SCREENING CENSORSHIP CONFERENCE
On Censorship

“I disapprove of what you say,
but I will defend to the death your right to say it.”

S. G. Tallentyre, ‘The Friends of Voltaire’
Luis Buñuel

“If only the cinema were free,
it would be the eye of freedom.”

Luis Buñuel

This conference sees censorship interventions as moments in the volatile historical relationship between films and the cultures in which they exist. Those moments are characterized by desires to control the output of the film industries.

Instead of taking a normative standpoint, this conference approaches the censorship of cinema as an agent that influences the relationship between film and its publics, whatever their constitution.

We also see film censorship as a broad mechanism that operates on various levels during the production, distribution, exhibition, and consumption of films. Our approach combines historical, sociological, aesthetic, and philosophical methodologies.

In doing so, this conference aims to contribute to debates about the role of film censorship in discourses on the liberty of artistic expression and the moral responsibilities of audiovisual representations.

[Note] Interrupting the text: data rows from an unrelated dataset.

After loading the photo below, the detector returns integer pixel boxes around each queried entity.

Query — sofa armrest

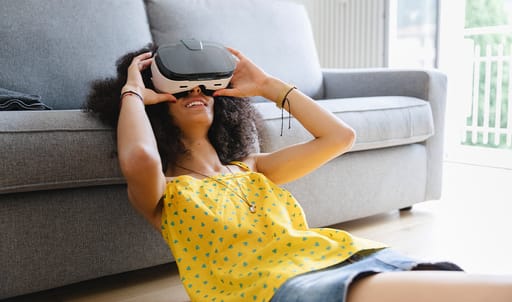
[322,68,446,99]
[322,68,447,201]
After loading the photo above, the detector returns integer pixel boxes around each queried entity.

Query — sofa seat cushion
[0,97,432,195]
[0,111,122,194]
[255,96,434,152]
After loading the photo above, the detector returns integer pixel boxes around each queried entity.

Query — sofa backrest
[0,0,152,110]
[0,0,324,110]
[145,0,324,100]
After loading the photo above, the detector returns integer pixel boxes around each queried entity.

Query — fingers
[124,52,158,102]
[126,52,152,84]
[134,51,153,62]
[138,58,153,70]
[138,89,177,105]
[226,47,242,61]
[213,88,241,98]
[159,92,177,103]
[130,51,153,71]
[138,51,153,59]
[138,52,153,70]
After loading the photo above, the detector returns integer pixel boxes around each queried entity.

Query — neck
[172,137,225,176]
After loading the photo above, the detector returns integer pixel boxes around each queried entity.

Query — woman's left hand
[218,51,356,186]
[214,48,282,101]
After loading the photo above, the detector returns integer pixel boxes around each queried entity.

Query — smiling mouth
[185,101,206,108]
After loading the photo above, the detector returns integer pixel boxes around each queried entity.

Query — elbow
[345,126,356,150]
[119,144,162,178]
[332,125,356,155]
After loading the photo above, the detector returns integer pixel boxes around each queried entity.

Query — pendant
[249,203,256,213]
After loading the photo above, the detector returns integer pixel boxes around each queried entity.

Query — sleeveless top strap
[229,161,251,172]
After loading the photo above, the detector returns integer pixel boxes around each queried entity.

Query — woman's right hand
[122,52,176,105]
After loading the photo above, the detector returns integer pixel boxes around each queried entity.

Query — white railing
[463,26,512,149]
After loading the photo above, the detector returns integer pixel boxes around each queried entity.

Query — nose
[188,86,202,96]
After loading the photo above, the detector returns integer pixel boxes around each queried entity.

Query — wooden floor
[7,161,512,302]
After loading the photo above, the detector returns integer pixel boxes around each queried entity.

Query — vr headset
[151,39,237,97]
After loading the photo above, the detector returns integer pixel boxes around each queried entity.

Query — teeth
[186,101,204,108]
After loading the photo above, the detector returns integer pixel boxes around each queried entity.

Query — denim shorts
[270,248,463,302]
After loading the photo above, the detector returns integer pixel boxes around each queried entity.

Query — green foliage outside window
[464,0,512,148]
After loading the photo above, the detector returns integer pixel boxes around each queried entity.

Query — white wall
[289,0,388,68]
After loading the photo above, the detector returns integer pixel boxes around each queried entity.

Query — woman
[86,45,512,302]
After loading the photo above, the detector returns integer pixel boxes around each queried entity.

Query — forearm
[253,78,355,184]
[117,93,161,173]
[263,77,355,146]
[112,52,171,228]
[217,48,355,183]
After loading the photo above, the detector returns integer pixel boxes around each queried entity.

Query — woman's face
[168,86,215,132]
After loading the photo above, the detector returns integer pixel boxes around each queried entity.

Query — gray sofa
[0,0,446,299]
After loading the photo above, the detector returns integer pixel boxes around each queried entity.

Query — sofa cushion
[0,111,123,194]
[145,0,324,100]
[0,97,432,195]
[255,96,434,152]
[0,0,152,110]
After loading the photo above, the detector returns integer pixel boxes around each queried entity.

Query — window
[388,0,439,68]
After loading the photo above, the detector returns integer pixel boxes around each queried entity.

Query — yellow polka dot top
[160,162,386,302]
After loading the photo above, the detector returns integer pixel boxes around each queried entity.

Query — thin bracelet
[277,85,297,136]
[276,85,296,109]
[120,90,144,108]
[279,86,296,109]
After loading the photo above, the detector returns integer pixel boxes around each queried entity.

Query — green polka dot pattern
[160,162,385,302]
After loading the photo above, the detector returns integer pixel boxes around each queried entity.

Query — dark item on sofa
[0,88,51,110]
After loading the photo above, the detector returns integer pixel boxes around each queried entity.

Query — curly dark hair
[84,44,265,173]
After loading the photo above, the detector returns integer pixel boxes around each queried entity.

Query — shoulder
[240,154,261,172]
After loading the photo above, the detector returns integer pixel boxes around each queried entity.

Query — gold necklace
[175,164,256,213]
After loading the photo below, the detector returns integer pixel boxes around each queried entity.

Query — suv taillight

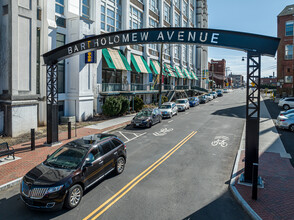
[280,119,285,121]
[124,145,126,150]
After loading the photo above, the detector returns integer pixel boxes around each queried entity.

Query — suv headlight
[48,185,63,193]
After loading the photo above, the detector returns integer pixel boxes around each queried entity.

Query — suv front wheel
[65,184,83,209]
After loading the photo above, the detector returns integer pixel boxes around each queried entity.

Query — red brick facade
[209,59,226,88]
[277,6,294,96]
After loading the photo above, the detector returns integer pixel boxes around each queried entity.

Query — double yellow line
[84,131,197,220]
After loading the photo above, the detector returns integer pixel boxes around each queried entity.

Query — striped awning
[182,68,193,79]
[131,54,152,74]
[190,71,199,80]
[164,64,178,77]
[150,60,160,75]
[174,66,186,78]
[102,48,132,71]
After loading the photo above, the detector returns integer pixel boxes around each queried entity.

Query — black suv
[131,107,162,128]
[20,133,127,210]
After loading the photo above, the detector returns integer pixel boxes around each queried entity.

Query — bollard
[68,121,71,139]
[31,129,35,151]
[252,163,258,200]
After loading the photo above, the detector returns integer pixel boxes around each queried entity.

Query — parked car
[131,108,162,128]
[206,94,213,101]
[199,95,208,104]
[210,92,217,99]
[278,97,294,110]
[216,90,223,97]
[223,89,228,93]
[159,102,178,118]
[176,98,190,111]
[279,109,294,117]
[188,97,200,107]
[275,113,294,132]
[20,133,127,210]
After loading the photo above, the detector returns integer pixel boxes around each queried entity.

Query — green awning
[182,68,192,79]
[102,48,132,71]
[190,71,199,80]
[131,54,152,73]
[175,66,186,78]
[164,64,177,77]
[150,60,160,75]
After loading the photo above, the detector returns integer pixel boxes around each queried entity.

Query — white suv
[176,98,190,111]
[278,97,294,110]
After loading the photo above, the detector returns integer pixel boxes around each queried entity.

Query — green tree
[161,95,168,104]
[134,96,144,112]
[102,97,122,116]
[118,96,130,115]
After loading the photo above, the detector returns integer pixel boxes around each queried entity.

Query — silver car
[176,99,190,111]
[276,113,294,132]
[159,102,178,118]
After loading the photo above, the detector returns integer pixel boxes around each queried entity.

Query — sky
[208,0,294,78]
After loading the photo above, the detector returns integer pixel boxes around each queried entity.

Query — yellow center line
[83,131,197,220]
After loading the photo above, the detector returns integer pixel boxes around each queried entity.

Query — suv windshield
[137,110,152,117]
[161,105,171,109]
[44,146,88,169]
[176,100,186,104]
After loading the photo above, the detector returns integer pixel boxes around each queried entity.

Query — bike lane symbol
[211,136,229,148]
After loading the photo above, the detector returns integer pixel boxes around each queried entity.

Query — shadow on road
[211,104,246,119]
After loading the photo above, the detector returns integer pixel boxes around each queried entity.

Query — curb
[0,177,22,192]
[229,123,262,220]
[0,120,132,192]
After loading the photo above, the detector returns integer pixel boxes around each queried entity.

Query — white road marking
[185,112,190,115]
[153,128,173,136]
[168,120,173,123]
[211,136,229,148]
[119,131,130,141]
[124,132,147,143]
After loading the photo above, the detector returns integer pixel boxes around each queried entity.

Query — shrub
[161,95,168,103]
[102,97,122,116]
[134,96,144,112]
[118,96,130,115]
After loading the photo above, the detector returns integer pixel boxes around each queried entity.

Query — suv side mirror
[84,158,93,167]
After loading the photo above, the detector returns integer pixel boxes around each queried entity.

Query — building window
[164,44,170,55]
[174,0,180,9]
[285,76,293,83]
[285,44,293,60]
[164,3,171,23]
[149,18,158,51]
[174,46,180,59]
[285,21,294,36]
[129,6,143,29]
[183,20,187,27]
[149,0,158,13]
[55,0,64,15]
[56,33,66,93]
[183,1,188,17]
[82,0,90,19]
[101,1,122,32]
[183,45,186,62]
[189,8,194,22]
[189,46,193,64]
[175,13,180,26]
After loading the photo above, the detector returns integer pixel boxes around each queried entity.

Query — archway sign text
[43,28,280,65]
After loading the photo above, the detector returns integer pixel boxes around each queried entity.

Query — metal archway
[43,27,280,184]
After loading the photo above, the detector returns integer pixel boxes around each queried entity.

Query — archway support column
[244,51,261,183]
[46,64,59,144]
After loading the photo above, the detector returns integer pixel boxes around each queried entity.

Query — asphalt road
[263,97,294,166]
[0,89,250,220]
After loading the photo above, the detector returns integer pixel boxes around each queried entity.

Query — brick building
[209,59,226,88]
[260,77,277,87]
[277,4,294,96]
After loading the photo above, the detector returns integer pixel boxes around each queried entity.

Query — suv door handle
[98,160,103,165]
[114,152,118,155]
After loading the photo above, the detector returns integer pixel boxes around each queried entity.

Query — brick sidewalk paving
[235,150,294,219]
[0,121,131,186]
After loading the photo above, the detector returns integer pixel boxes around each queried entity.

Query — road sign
[250,82,255,87]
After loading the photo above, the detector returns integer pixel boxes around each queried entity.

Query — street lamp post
[158,43,163,108]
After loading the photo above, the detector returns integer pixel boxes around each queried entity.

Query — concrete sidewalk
[0,114,134,191]
[230,96,294,219]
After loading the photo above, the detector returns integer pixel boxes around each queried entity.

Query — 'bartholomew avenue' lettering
[67,30,221,55]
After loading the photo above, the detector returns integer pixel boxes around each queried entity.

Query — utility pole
[158,43,163,107]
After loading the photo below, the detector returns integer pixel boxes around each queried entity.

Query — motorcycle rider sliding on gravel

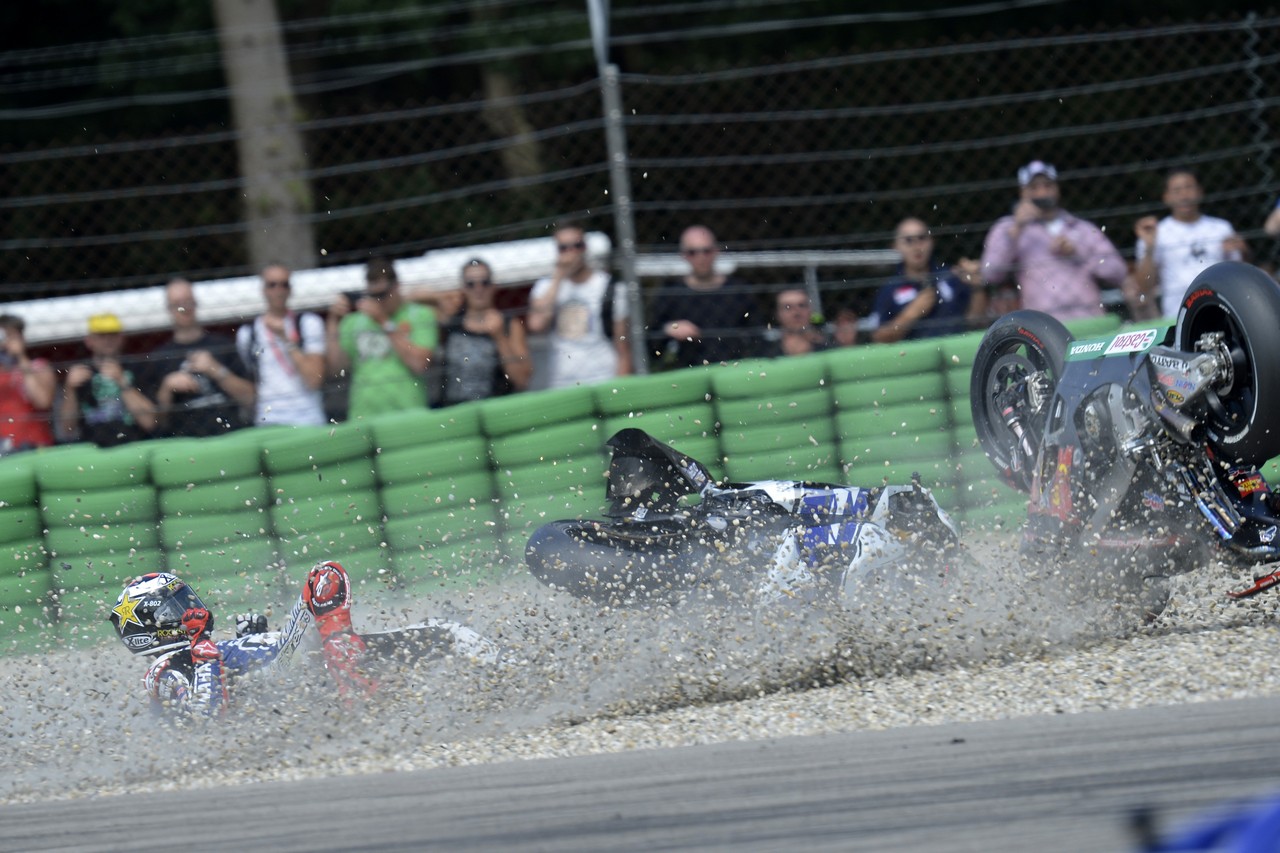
[107,560,499,717]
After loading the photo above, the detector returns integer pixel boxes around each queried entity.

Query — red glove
[182,607,220,662]
[303,561,376,700]
[181,606,212,641]
[181,607,228,709]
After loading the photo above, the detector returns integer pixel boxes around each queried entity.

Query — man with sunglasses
[235,264,327,426]
[867,218,984,343]
[326,256,438,418]
[527,222,631,388]
[143,278,254,437]
[649,225,761,368]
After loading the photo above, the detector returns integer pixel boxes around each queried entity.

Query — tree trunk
[471,1,544,198]
[212,0,316,274]
[481,69,544,184]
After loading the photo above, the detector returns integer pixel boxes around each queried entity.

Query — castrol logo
[1104,329,1158,355]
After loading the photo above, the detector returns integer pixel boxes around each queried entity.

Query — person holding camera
[325,257,437,419]
[0,314,56,454]
[760,289,830,357]
[236,264,327,426]
[58,313,157,446]
[980,160,1126,322]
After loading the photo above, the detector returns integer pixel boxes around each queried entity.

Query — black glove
[234,612,268,638]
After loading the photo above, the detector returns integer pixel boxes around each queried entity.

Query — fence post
[599,63,649,375]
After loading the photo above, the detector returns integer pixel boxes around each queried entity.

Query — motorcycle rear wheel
[524,519,713,604]
[1176,261,1280,466]
[970,310,1073,492]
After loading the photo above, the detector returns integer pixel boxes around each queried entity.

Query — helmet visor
[151,583,207,628]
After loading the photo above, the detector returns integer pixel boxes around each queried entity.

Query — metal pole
[599,63,648,375]
[803,264,824,322]
[588,0,647,374]
[586,0,610,69]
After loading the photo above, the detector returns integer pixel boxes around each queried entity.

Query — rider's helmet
[107,572,209,657]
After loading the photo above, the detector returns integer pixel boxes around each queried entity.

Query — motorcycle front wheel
[1176,261,1280,467]
[970,310,1073,492]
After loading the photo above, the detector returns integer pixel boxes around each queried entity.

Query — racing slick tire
[1176,261,1280,467]
[970,310,1073,492]
[525,519,712,605]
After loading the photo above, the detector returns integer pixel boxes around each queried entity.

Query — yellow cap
[88,313,123,334]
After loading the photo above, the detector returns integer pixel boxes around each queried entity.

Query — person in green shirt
[326,257,438,419]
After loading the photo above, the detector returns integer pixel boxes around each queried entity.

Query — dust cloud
[1,528,1270,804]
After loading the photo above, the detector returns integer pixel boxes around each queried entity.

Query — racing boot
[303,561,377,701]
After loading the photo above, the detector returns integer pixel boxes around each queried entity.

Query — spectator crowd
[1,158,1269,456]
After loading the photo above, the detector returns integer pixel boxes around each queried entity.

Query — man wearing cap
[59,313,157,447]
[980,160,1126,321]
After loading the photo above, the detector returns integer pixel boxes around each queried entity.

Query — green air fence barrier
[2,316,1188,657]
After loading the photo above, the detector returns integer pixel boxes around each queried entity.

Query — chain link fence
[3,12,1279,341]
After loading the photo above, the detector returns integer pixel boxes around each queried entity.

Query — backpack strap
[600,274,618,339]
[238,318,260,383]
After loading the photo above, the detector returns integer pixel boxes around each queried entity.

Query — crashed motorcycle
[970,261,1280,599]
[524,428,964,606]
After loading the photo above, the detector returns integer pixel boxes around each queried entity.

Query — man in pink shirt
[981,160,1126,321]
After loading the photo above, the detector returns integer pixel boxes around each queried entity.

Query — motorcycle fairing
[1027,329,1173,550]
[706,481,871,522]
[604,428,714,519]
[1064,325,1169,362]
[530,429,963,607]
[1023,323,1280,573]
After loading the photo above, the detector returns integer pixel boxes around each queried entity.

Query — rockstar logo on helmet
[112,594,144,628]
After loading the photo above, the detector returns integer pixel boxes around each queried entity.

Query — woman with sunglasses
[437,259,532,404]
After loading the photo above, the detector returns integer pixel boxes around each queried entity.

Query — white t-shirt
[529,269,628,388]
[1137,215,1240,318]
[236,312,327,426]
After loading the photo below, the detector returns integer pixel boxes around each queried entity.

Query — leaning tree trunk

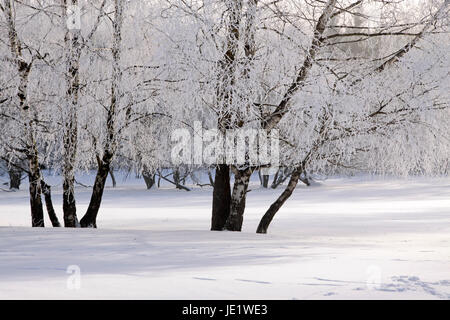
[79,0,123,228]
[79,157,111,228]
[224,167,253,231]
[256,167,302,234]
[41,181,62,227]
[211,164,231,230]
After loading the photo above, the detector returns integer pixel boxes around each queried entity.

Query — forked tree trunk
[257,167,302,234]
[211,164,231,230]
[60,0,108,227]
[41,181,62,227]
[224,167,253,231]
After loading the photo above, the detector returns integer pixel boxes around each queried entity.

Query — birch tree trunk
[222,0,258,231]
[256,167,302,234]
[80,0,123,228]
[210,0,242,230]
[3,0,45,227]
[224,167,253,231]
[80,155,112,228]
[61,0,81,227]
[263,0,337,131]
[27,150,44,227]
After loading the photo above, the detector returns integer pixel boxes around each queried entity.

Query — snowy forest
[0,0,449,299]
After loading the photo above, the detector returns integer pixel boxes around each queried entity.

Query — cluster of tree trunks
[3,0,446,231]
[210,0,445,234]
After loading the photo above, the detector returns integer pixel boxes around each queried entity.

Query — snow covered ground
[0,173,449,299]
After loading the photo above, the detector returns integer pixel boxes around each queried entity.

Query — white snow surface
[0,173,449,299]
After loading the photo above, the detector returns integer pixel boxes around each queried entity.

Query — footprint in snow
[235,279,271,284]
[193,277,216,281]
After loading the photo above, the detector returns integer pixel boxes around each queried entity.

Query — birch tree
[1,0,45,226]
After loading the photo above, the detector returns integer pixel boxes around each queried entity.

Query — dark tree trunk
[262,174,269,188]
[63,177,78,227]
[211,164,231,231]
[41,181,61,227]
[9,167,22,190]
[157,170,161,188]
[257,167,303,234]
[224,167,253,231]
[79,158,111,228]
[271,169,280,187]
[28,169,44,227]
[173,168,187,190]
[143,171,155,189]
[258,169,269,188]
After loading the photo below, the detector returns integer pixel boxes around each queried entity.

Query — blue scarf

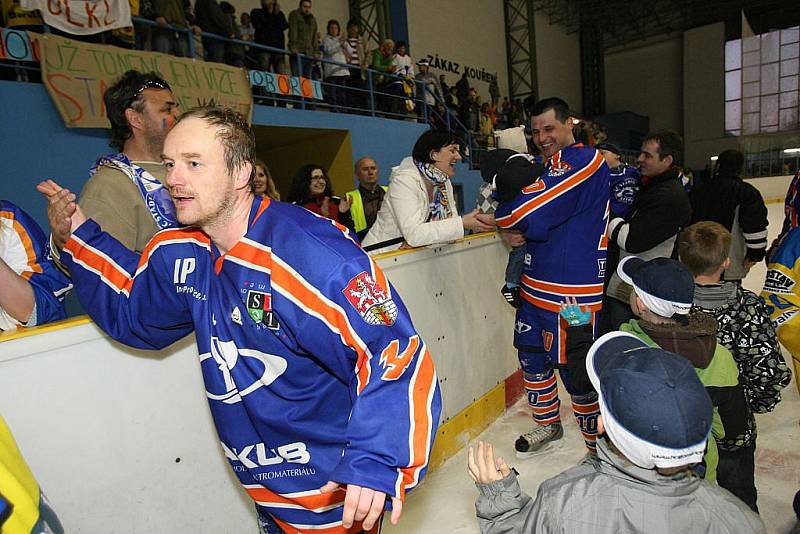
[90,153,179,230]
[414,160,453,221]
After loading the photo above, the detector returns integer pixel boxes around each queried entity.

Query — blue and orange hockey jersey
[0,200,72,330]
[495,144,611,315]
[62,196,442,533]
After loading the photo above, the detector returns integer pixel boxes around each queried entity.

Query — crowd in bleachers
[2,50,800,532]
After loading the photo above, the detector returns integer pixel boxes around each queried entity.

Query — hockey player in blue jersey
[39,107,441,534]
[0,200,72,330]
[492,98,610,458]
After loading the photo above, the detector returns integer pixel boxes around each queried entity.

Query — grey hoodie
[475,439,764,534]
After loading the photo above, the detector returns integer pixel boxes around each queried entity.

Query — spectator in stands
[220,2,245,67]
[250,0,289,74]
[254,159,280,200]
[362,130,494,251]
[239,11,254,41]
[343,18,367,111]
[149,0,199,57]
[601,130,692,333]
[195,0,236,63]
[439,75,450,100]
[479,102,494,147]
[762,225,800,397]
[596,141,640,219]
[0,200,71,331]
[618,256,748,482]
[321,19,349,113]
[346,157,387,240]
[392,41,414,77]
[415,59,443,121]
[468,332,765,533]
[455,71,470,108]
[287,0,318,79]
[489,75,499,108]
[287,164,354,231]
[679,222,791,512]
[47,71,180,256]
[371,39,396,115]
[388,40,414,116]
[459,88,479,132]
[689,150,768,283]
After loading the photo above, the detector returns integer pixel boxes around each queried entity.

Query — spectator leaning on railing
[148,0,200,57]
[287,0,318,78]
[194,0,236,63]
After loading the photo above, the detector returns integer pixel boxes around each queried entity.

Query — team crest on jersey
[343,271,398,326]
[542,331,554,352]
[247,290,280,330]
[547,160,573,177]
[765,270,795,294]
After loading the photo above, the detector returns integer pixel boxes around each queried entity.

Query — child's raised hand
[468,441,512,484]
[560,296,591,326]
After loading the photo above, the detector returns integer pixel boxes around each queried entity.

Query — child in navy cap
[467,331,764,533]
[617,255,749,482]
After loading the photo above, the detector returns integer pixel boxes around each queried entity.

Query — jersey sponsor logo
[546,160,573,177]
[774,309,799,326]
[343,271,398,326]
[598,258,606,279]
[765,270,795,294]
[542,331,554,352]
[524,253,532,266]
[231,306,243,325]
[515,319,532,334]
[173,257,196,284]
[247,290,280,330]
[223,441,310,470]
[202,337,288,404]
[378,335,420,381]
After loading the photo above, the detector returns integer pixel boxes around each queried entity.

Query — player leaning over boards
[492,97,611,457]
[39,107,441,534]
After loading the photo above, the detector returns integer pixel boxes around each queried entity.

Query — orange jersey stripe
[66,237,132,293]
[245,486,345,511]
[1,213,43,274]
[399,346,437,497]
[521,276,604,296]
[270,256,372,393]
[497,152,604,228]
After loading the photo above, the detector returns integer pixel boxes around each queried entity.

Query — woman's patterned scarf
[414,160,453,221]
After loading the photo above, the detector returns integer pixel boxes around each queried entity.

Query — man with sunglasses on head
[51,70,181,258]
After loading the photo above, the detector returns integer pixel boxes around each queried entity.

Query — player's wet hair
[105,70,172,152]
[412,130,462,164]
[176,107,256,189]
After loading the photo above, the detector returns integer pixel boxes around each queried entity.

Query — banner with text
[248,69,323,100]
[36,33,252,128]
[0,27,38,61]
[20,0,131,35]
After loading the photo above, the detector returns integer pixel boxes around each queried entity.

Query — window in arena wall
[725,26,799,136]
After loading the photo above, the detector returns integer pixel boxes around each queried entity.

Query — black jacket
[609,167,692,254]
[250,8,288,49]
[690,174,769,262]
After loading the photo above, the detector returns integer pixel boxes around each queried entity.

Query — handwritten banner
[36,33,252,128]
[0,28,38,61]
[20,0,131,35]
[248,69,323,100]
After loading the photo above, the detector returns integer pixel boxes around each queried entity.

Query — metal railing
[0,18,480,167]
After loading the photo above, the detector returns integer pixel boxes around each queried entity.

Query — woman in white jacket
[362,130,494,251]
[321,19,349,112]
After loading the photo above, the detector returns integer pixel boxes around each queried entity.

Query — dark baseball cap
[586,331,713,469]
[618,256,694,319]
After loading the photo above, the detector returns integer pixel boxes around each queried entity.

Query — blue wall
[0,80,483,229]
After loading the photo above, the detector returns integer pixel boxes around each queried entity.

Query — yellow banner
[35,32,252,128]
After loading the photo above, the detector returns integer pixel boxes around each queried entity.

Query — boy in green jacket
[616,255,749,481]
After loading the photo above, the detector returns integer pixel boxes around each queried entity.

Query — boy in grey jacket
[468,331,765,534]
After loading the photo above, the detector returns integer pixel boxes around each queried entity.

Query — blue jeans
[505,245,526,287]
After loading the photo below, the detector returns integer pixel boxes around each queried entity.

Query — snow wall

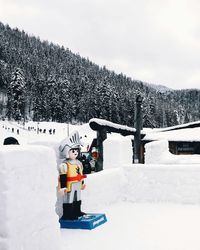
[0,145,60,250]
[81,164,200,212]
[123,165,200,204]
[28,140,62,167]
[26,131,200,215]
[103,134,133,168]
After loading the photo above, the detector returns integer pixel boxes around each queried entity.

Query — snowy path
[61,202,200,250]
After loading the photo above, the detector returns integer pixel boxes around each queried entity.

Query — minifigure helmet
[59,130,82,159]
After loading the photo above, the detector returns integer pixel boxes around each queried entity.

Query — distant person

This conference does not operate with a single definition of film censorship. By and large, we will treat film censorship as the attempt to limit the free expression, production, distribution, screening and reception of films. Because film censorship includes much more than banning, cutting or other imposed delimitations of movies by state institutions, we do not restrict film censorship to authoritarian regimes (e.g. Nazi-Germany, Fascist Italy, the Soviet Union). Censorship is more complex, and occurs in more diverse ways than merely through openly applied restrictions imposed ‘from above’. In most democratic countries, different kinds of film censorship were (are) imposed, that strongly influence what kind of social, moral and other issues were (are) represented. Film censorship is often state-led, as part of discourses on the protection of children, minorities, and other ‘vulnerable’ groups in society. But it is equally prevalent in efforts by private institutions or by the film industry itself (the American Production Code Administration is the best known example). Furthermore, we would also not overlook the concept of censorship in forms of self-regulation, lobbying, pressure from religious groups, partisan institutions, unions, private organizations, or the legal court system.